From: ssliwinski-AT-accel.net (Sharon Sliwinski)
Subject: Deconstruction/creativity (again!)
Date: Mon, 1 Jul 1996 00:30:45 -0500


John wrote:

>What has deconstruction created? (I know this is an old question on this
>line, already)  To my ears, it has yielded the conceptual tools necessary
>for an ethics of radical singularity and, perhaps most importantly, it has
>done so without a naive relation to history.  The notion of creativity,
>however, seems exceptionally problematic.  After Hegel, how can one think of
>creation purely, without contamination, without co-optation?  What could it
>mean to create without repetition?  The primary position of the sign and the
>sign's success/failure at carrying meaning condemns creativity to a sort of
>pure modernist idea.

As I understand it, creativity is the action that steps outside of
repetition. It, like Cixous describes, is that action which "forsees the
unforseeable". Deleuze talks about this. He says things like we have to see
creation as the tracing of a path between imposibilities... "A creator is
someone who creates his own impossibilites, and thereby creates
possibilites. It's by banging your head on the wall that you'll find an
answer. You have to be liquid or gasous, precisely because normal perception
and opinion are solid, geometric... For style definitly doesn't come about
by putting words together, combining phrases, using ideas.
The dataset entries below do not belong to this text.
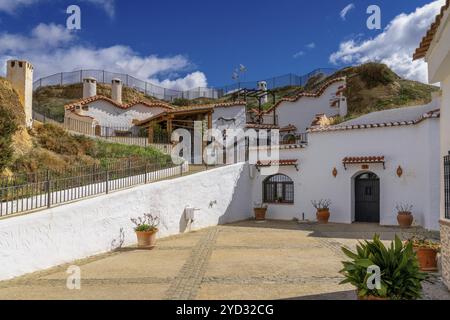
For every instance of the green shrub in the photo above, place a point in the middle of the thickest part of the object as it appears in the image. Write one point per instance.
(401, 278)
(375, 74)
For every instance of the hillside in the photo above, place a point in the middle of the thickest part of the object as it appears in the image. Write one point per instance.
(50, 100)
(374, 87)
(49, 147)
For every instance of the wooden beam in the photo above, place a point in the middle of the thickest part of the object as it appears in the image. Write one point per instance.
(150, 134)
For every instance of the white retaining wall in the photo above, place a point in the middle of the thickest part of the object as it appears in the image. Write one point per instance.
(59, 235)
(415, 148)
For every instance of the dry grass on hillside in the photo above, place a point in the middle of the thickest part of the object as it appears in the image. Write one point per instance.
(50, 100)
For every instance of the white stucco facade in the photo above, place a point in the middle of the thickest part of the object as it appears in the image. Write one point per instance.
(413, 147)
(301, 112)
(229, 117)
(108, 115)
(62, 234)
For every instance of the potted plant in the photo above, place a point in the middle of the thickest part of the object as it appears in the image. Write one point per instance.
(260, 210)
(146, 230)
(404, 215)
(426, 251)
(400, 275)
(323, 210)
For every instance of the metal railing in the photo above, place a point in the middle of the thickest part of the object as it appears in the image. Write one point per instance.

You have to open
words, rend things, to free Earth's vectors..." ("Mediators"). This is not
modernism talk at all, but it's not quite deconstruction either is it? But
enough of that argument. 

This delicate time that we're in -- between reaction and action (creation)
-- is what I'm trying to get at. Many of you have described your taste for
feminist performances that challenge phallocentric tradition as well as
"invent" new styles. Escapes, etc. Right on! But there's a very delicate
line between truly stepping outside the possibilities and simply "bending"
the old ones into new metal, no? It seems to me, imitation is a very
dangerous thing at present. Perhaps not so dangerous fifteen, twenty years
ago, and perhaps not so dangerous fifty or sixty years ago, but now, now
when we're in that precarious "in between", it seems ultimately dangerous
("Inbetween" phallogocentrism and ... the dark continent??? that is).